In a single moment, the curtain falls on my career as a collegiate athlete. As my teammates saunter onto the court to wish the opposing team a good game, a feeling of accomplishment and pride overwhelms me, despite my team’s loss in the conference championship.
In this moment, I suddenly realize that I have spent the last nine years of my life playing a sport that is essentially a glorified version of “don’t let the balloon touch the floor.”
I have avoided dwelling over this life-changing event by focusing my efforts on the exciting path ahead.
I proudly accepted a job as an account executive and editor for Tehama Group Communications. At first, I’m sure the staff was hesitant to let a Wildcat loose in the office, but I’m pretty confident that I’ve gained everyone’s trust by now.
So, in the burgeoning days of this new life direction, I have consolidated my learned experiences as a collegiate athlete into four main skills that have guided me as a public relations professional:
- Time management
I invite anyone who claims it is impossible to balance a social life, sleep schedule and heavy course load to consider the extra stress of an athletic commitment. Picture juggling these essentials while also enduring a weekly 12 hours of practice, three hours of weightlifting, two hours of analyzing game film and extensive travel on the weekends. Knowing how to manage your time and prioritize your tasks is vital when tackling the fast-paced world of PR.
Whether it is telling a teammate to focus on the game or asking a writer to reword a sentence, effective communication is key. In order to communicate clearly and effectively, you must keep in mind the current situation, everyone involved and all potential outcomes. Understanding how patience, tone and empathy are required to be a good communicator helps me collaborate with clients and team members of various personality types and backgrounds.
Take this gaggle of girls and help them transition into a dependable, organized and motivated team. Molding the future faces of any program is an unspoken task bestowed upon every senior in his or her final season. In order to be a good leader, you must vocalize group strengths and weaknesses in a direct and respectful way while simultaneously leading by example. This is crucial now that I lead my own team of writers and creatives toward multiple project goals.
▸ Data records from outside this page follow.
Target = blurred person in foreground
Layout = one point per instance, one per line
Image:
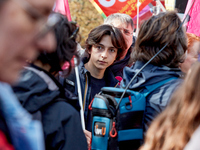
(154, 33)
(44, 97)
(20, 40)
(173, 128)
(125, 23)
(192, 52)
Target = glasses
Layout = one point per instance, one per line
(126, 31)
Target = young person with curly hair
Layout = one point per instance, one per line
(105, 45)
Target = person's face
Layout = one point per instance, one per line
(127, 32)
(20, 24)
(191, 57)
(102, 55)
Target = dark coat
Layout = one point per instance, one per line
(43, 96)
(159, 98)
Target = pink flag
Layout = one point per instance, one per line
(62, 7)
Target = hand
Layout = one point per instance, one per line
(88, 136)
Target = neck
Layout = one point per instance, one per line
(96, 73)
(46, 67)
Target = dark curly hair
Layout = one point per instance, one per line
(66, 49)
(117, 39)
(156, 32)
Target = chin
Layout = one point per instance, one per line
(10, 79)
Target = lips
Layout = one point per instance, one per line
(102, 62)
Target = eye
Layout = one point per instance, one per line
(113, 50)
(126, 32)
(99, 47)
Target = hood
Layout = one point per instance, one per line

It’s no secret that coaches appreciate adaptable players who are comfortable performing within a constantly changing landscape. If they tell you to run the darn play again, you do it with no hesitation. Quickly analyze the last play, figure out how to fix it, then execute immediately because another ball is coming your way now. Being adaptable in the world of PR is absolutely essential in an environment that moves furiously fast, where new problems arise by the minute. A happy client is synonymous to a happy coach, and both are integral to a successful and gratifying outcome.